Cédrik St-Onge Condenses the Verre Bouteille

par Théo Reinhardt

On the evening of January 23, amidst the buzz of Le Verre Bouteille, I waited to see Cédrik St-Onge’s recent album, Osoyoos, performed live. Thanks to an extra date added to his December 5 launch – and which landed far away – I was able to attend, having missed the first event. I was really looking forward to it and wondered how the album’s lush, grandiose sound would translate to this small venue.

Unsurprisingly, the stage is packed: the singer-songwriter is joined by Marc-Antoine Beaudoin and Bruno St-Laurent, his bandmates from Vendôme, as well as Alexis Leroy-Pleshoyano (Mada Mada), Jérémie Essiambre (La Faune, Cosmophone), Flavie Melançon and Marilyse San James. It’s hard to see them all at once when you’re at the back of the room, so you identify them by the sound of their instruments. After 20 minutes, you can maybe make out the drummer between the heads, another 20 and a glimpse of the keyboardist’s nose. Maybe. Like I say, it’s packed.

The show begins, and what’s immediately striking about the first track, Un jour à la fois, is its immediacy. Even the softer moments are channelled into higher energy than on the album. Which makes you look forward to the highlights. Next comes Ce qu’on veut pas entendre, which confirms what the previous song suggested to me. The great contrasts in volume on this track make it one of the most bewitching. Barely ten minutes after it starts, I’m thinking in my head that this concert is already a success.

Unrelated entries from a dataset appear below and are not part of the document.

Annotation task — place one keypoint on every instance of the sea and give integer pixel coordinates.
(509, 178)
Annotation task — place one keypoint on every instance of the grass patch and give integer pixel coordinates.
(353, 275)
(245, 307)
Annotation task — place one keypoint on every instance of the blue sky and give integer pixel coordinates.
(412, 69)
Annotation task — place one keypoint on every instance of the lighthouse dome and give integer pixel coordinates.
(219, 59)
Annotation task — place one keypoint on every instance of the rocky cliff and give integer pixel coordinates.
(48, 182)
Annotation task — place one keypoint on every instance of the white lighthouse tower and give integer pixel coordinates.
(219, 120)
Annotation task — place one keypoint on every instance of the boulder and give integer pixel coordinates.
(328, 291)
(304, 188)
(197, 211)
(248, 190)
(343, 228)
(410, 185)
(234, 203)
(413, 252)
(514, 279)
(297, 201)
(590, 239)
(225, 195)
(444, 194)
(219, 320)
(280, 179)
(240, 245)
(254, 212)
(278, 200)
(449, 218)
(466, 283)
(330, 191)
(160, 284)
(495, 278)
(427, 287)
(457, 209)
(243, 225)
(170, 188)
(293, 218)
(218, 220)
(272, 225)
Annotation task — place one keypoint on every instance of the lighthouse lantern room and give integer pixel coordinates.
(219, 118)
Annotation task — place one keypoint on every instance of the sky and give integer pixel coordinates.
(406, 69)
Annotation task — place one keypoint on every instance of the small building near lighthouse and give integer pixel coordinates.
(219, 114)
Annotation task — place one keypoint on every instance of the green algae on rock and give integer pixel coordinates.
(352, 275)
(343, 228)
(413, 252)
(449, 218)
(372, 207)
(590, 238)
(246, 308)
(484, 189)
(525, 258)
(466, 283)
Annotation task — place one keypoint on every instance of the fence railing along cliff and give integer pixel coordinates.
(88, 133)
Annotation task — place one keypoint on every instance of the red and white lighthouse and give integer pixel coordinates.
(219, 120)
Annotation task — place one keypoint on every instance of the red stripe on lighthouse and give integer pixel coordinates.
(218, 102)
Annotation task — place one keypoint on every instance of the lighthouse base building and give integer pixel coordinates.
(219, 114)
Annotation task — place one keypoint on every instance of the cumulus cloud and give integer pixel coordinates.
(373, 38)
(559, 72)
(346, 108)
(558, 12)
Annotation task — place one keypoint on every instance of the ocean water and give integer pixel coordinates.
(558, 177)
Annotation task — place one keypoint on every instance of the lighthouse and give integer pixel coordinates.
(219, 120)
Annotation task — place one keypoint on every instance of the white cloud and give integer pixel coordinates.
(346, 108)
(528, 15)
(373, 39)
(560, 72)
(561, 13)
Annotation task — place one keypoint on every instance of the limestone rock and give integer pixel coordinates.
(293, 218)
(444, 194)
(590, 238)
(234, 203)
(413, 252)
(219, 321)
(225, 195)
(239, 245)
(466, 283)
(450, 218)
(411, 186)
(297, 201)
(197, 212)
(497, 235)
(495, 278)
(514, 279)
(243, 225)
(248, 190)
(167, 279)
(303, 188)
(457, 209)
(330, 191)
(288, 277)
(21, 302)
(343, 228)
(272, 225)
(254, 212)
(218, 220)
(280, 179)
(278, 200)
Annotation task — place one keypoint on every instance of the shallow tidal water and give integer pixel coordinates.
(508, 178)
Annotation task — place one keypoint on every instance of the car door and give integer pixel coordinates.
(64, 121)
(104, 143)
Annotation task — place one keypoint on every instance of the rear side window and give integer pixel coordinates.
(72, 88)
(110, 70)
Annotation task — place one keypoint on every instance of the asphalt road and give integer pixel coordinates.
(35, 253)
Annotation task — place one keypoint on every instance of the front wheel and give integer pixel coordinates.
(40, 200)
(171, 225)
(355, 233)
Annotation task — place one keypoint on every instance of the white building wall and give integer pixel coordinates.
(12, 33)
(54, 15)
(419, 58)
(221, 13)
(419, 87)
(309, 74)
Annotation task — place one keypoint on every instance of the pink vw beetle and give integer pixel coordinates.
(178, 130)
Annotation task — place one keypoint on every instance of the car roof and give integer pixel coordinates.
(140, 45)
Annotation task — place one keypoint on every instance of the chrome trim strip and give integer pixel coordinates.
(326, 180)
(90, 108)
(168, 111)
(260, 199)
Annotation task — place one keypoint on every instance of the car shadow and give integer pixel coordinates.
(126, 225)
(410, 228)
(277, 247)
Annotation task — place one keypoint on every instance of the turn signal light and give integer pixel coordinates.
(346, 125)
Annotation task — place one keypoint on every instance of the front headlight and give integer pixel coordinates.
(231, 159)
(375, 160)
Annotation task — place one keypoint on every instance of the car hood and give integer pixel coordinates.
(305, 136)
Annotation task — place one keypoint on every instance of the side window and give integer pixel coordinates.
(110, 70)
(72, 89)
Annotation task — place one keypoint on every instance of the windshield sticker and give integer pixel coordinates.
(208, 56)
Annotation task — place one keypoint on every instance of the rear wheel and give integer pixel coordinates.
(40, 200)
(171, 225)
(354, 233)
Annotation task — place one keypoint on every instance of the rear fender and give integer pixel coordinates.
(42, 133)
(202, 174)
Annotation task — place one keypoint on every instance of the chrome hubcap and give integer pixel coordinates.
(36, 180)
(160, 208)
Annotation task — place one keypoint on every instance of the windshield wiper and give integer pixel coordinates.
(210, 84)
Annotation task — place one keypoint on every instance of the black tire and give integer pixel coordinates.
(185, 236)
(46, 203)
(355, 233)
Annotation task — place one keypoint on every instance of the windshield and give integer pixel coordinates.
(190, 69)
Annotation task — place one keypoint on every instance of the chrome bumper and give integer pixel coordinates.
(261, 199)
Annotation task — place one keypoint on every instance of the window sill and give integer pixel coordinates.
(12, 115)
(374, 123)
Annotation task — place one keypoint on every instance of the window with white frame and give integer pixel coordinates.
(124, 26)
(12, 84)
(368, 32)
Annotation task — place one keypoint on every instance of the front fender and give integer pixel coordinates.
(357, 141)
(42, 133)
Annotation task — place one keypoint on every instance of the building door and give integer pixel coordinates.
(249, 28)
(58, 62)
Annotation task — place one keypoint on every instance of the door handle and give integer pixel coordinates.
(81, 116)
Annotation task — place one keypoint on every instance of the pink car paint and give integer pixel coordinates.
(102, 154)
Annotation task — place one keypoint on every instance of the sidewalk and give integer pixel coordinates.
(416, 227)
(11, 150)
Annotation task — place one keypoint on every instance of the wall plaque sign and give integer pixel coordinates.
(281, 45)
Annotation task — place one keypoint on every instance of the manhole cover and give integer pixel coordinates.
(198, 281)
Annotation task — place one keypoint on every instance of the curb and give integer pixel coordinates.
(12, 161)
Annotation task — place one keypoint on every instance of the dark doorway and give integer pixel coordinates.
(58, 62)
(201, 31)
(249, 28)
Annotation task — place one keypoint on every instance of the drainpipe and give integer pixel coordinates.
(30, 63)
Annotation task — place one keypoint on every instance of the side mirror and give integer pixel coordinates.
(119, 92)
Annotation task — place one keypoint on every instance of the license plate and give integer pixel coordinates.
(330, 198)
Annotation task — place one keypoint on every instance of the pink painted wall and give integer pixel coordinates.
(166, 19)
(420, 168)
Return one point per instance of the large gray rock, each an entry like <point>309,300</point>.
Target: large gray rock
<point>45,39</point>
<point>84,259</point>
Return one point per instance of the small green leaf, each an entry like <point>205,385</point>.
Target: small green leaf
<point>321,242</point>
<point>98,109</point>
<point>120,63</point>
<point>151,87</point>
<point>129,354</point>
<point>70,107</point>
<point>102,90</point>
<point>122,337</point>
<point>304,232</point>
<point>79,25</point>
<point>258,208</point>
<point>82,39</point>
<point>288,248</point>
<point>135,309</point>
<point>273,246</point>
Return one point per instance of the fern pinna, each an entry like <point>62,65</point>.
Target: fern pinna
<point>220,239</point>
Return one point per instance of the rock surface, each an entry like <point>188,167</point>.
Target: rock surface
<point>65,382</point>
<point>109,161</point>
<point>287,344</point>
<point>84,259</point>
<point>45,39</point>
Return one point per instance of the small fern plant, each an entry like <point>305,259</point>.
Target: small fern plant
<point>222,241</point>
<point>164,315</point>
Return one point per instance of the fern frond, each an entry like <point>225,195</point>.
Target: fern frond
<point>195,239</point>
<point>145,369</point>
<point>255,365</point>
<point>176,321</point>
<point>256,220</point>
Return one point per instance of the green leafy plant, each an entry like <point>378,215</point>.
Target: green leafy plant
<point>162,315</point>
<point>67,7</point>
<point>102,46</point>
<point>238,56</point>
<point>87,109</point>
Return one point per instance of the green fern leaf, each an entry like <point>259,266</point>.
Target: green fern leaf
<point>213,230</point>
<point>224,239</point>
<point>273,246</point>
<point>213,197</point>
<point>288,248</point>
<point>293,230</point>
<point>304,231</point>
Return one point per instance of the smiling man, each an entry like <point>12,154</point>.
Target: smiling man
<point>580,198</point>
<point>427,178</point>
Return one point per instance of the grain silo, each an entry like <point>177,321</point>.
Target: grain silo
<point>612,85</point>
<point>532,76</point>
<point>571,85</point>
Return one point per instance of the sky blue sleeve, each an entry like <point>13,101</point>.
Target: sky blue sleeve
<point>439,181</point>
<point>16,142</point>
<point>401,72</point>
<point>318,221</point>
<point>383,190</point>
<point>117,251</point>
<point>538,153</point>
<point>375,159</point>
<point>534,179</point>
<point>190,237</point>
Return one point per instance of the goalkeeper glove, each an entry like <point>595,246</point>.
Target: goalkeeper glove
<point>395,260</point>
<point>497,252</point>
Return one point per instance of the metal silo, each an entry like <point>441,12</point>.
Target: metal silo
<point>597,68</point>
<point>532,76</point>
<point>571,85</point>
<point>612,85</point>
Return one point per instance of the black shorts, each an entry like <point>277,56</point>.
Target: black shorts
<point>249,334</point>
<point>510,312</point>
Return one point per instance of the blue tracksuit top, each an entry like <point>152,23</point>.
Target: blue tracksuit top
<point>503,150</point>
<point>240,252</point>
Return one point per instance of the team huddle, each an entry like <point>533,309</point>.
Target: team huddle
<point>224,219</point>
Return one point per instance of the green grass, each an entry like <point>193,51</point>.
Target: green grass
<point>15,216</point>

At one point between songs, St-Onge asks the crowd to shout out his grandmother’s name so he can record a video for her. Naturally, we get carried away, and here we are in an impromptu number where everyone sings « Josette » to the tune of “olé, olé olé olé…”. The musicians, like true professionals, join in. A little 15-second madness. A fleeting pleasure for the evening.

Back to the music. The songs are all delightfully reinvigorated, animated by a sensitivity between the musicians, an energy highway. The combination is solid: the backing vocals are hauntingly right; the guitar playing is precise when it needs to be; the drummer takes the liberty of playing with the rhythms, adding details and new punches that provoke joyful shouts. For all these reasons and others I couldn’t name, the live experience of this album was particularly different from listening to the standard material. The songs Ce qu’on veut pas entendre and Headlights are particularly well rendered, and the memory of their live version will tint all my future listening. For an album with rich, grandiose instrumentations, the small stage at Le Verre Bouteille proved surprisingly more than adequate to do it justice.

Maybe it was the proximity of the artists on stage. Maybe it was the fact that this was my first concert of 2024 and that I was in a positive mood at the idea of once again running between shows of artists I enjoy. No matter, this warmly coloured album was an affront to the cold outside, probably much more so this time than in early December. Not much more evocative, in this case, than the windows dripping with condensation you notice on your way out. Osoyoos and its creators were a delightful ball of warmth on my January 23 evening.